Extract SVG From Website Using Java

SVG is a vector graphics format designed primarily for the web, often used in HTML documents. The main advantage of SVG is its exceptional ability to scale to any size without losing quality. In addition, SVG offers several benefits, including programmability, small file size, styling options, interactivity, and more, all of which can improve the visual appeal and functionality of a web page.

Downloading SVG is not as easy as it may seem. If you have ever used the right mouse button to save or open an image from a web page, you have probably noticed that SVG files are challenging to extract from a website. Sometimes, right-clicking does not allow you to open it in a new tab or save it. So what can you do? You can manually inspect the HTML code to identify SVG tags and determine where the SVG content begins and ends.
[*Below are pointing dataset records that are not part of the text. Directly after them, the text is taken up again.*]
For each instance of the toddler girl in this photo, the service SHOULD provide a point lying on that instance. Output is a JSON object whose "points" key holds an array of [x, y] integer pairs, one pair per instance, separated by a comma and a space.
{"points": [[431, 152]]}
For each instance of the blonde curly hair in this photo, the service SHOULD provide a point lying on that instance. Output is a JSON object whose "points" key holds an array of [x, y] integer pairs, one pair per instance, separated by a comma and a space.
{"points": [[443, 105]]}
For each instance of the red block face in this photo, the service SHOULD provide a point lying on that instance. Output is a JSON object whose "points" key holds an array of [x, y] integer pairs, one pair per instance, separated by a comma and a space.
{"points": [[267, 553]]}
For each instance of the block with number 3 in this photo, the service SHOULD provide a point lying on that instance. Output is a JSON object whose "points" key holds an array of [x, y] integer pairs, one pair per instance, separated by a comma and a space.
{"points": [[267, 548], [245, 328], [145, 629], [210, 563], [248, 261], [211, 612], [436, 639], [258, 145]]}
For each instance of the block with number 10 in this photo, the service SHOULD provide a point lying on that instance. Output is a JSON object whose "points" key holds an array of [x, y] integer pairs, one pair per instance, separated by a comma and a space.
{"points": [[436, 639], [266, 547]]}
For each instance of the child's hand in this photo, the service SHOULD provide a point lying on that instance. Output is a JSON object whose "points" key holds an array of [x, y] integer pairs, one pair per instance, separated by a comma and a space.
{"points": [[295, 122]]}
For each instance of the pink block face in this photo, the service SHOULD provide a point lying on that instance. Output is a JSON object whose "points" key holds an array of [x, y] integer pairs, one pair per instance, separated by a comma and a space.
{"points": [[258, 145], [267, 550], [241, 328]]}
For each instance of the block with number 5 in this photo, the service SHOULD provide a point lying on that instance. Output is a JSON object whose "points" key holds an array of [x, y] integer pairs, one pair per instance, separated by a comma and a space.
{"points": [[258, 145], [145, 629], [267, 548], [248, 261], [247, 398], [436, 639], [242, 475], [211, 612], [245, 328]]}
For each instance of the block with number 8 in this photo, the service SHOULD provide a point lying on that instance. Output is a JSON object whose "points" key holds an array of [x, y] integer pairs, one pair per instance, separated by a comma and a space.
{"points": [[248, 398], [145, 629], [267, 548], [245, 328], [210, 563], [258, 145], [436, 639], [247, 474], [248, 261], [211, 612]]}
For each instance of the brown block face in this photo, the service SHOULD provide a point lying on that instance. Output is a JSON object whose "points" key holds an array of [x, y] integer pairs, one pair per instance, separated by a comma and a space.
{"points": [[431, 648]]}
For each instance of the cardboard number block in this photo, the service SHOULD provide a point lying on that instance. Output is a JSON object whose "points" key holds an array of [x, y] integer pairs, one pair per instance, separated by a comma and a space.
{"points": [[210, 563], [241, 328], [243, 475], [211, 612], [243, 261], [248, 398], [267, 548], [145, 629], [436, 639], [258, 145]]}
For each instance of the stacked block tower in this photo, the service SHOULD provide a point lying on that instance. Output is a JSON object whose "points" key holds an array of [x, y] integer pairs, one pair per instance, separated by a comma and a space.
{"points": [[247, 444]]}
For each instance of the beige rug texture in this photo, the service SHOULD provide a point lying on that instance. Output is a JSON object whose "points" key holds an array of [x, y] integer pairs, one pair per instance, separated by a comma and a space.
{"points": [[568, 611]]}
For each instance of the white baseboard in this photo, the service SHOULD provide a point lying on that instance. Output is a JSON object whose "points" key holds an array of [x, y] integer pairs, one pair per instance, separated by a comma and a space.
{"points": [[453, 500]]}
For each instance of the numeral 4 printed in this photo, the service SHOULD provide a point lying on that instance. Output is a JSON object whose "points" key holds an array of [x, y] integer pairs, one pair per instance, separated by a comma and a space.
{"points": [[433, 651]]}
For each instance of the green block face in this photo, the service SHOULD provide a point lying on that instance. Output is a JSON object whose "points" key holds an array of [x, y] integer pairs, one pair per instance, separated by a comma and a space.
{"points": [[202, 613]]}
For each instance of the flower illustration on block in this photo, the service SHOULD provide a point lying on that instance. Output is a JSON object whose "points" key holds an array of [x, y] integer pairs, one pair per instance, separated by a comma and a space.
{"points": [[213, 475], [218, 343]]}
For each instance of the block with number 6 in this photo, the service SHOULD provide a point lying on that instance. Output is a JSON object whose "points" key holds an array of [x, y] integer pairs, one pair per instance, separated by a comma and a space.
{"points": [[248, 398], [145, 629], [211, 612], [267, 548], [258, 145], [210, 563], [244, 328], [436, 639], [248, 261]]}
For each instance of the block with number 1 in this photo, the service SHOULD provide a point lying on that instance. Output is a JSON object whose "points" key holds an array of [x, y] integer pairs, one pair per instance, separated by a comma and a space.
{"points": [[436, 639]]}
Fortunately, there is a more straightforward solution: you can use Aspose.HTML for Java to download SVG files from a website programmatically.

SVG graphics on web pages can be embedded in two ways: as inline SVG within the HTML or as external SVG referenced via URLs. In this article, we explore how to extract both inline and external SVGs using the Aspose.HTML for Java API. With this approach, you can automatically collect every SVG from a website without manually hunting through the code. Let’s dive in and make SVG extraction effortless!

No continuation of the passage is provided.